The Guidance provides direction to DHS special agents and auditors during Form I-9 investigations for those employers who use electronic Forms I-9. Which means that if you are the subject of a Notice of Inspection (NOI) by Immigration and Customs Enforcement (ICE) — meaning ICE wants to inspect your Forms I-9 — and you have electronic Forms I-9 through a third party vendor, ICE agents will not only look at your Forms I-9 but also at your vendor and their product. Under the Immigration and Nationality Act, providers of electronic I-9 software products must follow certain requirements (see generally 8 C.F.R. section 274a.2). The Guidance is important because it clarifies minimum electronic audit trail requirements, among other things. So what will ICE agents ask for if you are the subject of an I-9 investigation and you use an electronic I-9 product? In addition to the Forms I-9 and other documents, ICE will want the following:
- Documentation regarding the product’s ”audit trail”, specifically the date the Form I-9 was accessed, who accessed it, and what action was taken. Meaning that the audit trail must show when a Form I-9 was created, completed, updated, modified, altered or corrected.
- The name of the software product being utilized.

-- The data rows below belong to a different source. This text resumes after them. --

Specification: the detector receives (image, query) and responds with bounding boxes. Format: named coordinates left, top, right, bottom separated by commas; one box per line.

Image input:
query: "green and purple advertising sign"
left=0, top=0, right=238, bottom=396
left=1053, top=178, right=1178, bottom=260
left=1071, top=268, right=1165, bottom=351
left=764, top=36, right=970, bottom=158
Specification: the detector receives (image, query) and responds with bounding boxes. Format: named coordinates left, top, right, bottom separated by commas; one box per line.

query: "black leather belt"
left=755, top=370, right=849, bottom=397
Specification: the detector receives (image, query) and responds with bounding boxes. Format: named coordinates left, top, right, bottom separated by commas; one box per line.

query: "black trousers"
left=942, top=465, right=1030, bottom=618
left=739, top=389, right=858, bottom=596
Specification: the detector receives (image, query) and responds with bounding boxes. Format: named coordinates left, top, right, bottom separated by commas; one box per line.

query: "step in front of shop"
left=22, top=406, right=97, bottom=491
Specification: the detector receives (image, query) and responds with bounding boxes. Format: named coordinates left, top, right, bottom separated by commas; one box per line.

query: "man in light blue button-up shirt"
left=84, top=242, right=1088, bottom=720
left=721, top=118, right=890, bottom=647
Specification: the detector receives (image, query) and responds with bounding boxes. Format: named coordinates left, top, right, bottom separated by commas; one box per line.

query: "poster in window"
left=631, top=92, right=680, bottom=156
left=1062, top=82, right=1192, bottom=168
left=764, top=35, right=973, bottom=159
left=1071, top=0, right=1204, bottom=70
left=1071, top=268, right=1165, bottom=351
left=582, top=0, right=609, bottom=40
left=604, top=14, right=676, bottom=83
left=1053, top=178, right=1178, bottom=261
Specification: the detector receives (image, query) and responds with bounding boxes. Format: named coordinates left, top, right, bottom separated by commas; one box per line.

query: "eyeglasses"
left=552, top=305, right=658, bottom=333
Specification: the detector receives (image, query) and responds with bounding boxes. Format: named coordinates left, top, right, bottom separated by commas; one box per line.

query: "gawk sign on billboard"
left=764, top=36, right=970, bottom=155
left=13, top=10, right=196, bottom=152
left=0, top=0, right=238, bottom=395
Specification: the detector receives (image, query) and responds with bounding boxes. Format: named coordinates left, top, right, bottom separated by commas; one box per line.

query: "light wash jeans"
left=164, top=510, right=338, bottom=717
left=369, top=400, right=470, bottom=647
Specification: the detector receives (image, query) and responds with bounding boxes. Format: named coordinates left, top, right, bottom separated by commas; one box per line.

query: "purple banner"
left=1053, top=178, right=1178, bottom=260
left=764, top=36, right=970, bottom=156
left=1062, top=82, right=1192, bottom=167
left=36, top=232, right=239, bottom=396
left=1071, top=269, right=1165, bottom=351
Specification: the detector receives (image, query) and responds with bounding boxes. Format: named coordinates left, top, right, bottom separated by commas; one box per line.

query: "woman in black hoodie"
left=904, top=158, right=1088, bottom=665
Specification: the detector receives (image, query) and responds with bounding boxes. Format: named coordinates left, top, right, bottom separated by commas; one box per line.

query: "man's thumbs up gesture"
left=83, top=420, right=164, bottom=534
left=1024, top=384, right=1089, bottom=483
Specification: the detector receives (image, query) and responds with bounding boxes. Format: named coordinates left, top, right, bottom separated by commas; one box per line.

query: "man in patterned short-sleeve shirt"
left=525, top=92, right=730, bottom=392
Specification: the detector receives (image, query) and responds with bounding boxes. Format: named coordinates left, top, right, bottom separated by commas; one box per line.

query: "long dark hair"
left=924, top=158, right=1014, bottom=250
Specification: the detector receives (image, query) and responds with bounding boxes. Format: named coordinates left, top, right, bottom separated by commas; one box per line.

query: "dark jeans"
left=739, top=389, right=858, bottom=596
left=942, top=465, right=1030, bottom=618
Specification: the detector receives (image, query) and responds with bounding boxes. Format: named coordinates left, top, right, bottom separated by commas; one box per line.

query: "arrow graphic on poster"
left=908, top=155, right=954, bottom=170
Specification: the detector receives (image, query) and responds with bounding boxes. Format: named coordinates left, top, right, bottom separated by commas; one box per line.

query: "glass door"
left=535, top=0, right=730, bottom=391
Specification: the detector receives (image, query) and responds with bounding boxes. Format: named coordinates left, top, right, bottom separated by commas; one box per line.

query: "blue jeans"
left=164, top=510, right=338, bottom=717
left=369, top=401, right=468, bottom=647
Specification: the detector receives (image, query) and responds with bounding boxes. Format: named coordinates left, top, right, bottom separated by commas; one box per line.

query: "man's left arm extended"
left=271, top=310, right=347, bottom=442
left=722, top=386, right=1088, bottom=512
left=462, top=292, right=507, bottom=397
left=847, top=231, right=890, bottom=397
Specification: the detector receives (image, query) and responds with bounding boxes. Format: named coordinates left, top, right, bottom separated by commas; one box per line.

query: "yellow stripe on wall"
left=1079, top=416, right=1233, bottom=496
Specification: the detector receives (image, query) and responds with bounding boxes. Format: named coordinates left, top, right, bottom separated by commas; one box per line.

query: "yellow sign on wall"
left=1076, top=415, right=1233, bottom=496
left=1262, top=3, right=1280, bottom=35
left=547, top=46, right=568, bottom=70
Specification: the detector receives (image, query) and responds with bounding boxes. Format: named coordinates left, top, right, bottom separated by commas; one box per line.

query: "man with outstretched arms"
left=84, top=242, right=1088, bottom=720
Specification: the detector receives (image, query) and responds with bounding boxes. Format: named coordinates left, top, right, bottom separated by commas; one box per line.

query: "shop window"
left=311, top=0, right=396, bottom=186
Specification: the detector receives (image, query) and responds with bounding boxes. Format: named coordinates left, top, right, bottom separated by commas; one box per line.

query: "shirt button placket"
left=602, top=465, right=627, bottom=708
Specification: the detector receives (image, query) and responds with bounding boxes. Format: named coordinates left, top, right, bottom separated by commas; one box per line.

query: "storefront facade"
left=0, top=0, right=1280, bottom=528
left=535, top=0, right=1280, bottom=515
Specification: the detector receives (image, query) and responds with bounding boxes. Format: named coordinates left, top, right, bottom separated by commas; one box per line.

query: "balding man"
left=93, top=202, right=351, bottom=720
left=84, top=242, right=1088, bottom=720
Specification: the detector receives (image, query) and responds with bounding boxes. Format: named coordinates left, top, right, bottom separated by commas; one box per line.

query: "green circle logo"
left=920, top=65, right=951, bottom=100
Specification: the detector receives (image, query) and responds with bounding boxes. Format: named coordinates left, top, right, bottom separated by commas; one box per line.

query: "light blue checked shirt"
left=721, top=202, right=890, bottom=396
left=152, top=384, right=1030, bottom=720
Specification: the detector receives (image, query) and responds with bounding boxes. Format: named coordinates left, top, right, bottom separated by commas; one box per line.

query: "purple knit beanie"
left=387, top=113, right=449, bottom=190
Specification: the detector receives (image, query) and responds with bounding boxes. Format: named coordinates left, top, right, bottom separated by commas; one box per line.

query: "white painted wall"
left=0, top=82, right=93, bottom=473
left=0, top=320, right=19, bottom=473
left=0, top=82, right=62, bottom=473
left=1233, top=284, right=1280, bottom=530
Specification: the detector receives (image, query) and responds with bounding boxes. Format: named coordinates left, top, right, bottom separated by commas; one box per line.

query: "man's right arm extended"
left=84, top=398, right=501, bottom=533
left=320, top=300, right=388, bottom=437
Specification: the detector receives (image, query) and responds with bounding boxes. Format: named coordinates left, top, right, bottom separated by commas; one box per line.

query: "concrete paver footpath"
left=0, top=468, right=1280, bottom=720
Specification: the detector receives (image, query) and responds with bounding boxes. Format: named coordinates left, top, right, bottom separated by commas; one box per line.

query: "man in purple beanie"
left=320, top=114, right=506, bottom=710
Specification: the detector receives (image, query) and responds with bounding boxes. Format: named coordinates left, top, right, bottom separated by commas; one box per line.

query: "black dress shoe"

- Documentation about your internal business practices and protocols related to the inspection and quality assurance, as well as, the generation, use, storage and security of the electronically generated Forms 1-9. Which means that if you use an electronic I-9 product, have in place a document with your I-9 vendor outlining protocols and procedures in place with respect to the I-9 product and your Forms I-9.
- Information about the product’s indexing system identifying how the electronic information contained in the Form I-9 is linked to each employee. This will include documentation of the system used to capture the identity and attestation of the individual electronically signing the Form I-9.
- What procedures are in place to certify that the individual whose name is on the electronic Form I-9 not only is the person who completed the form, but also that they knew what they were verifying to when they provided their electronic signature.
- ICE agents or auditors may also ask to see at least one printed completed electronically generated Form I-9. They may also request access to the system for a demonstration of the generation of an electronic Form I-9.
Tip of the Day: ICE worksite audits and investigations can be a stressful process, but knowing what to expect will make the situation more manageable. Moreover, employers can greatly reduce the burden imposed by these audits by properly documenting the protocols and procedures relating to the company’s management of electronic Form-I-9s in advance and discussing them with immigration counsel. Contacting your electronic I-9 software provider may also provide answers to questions regarding the audit trail, indexing system and electronic signature. It’s also important to confirm that your vendor is meeting the standards outlined in the DHS guidance so that if ICE comes knocking you will be prepared.
The Guidance can be found at ICE’s FOIA library.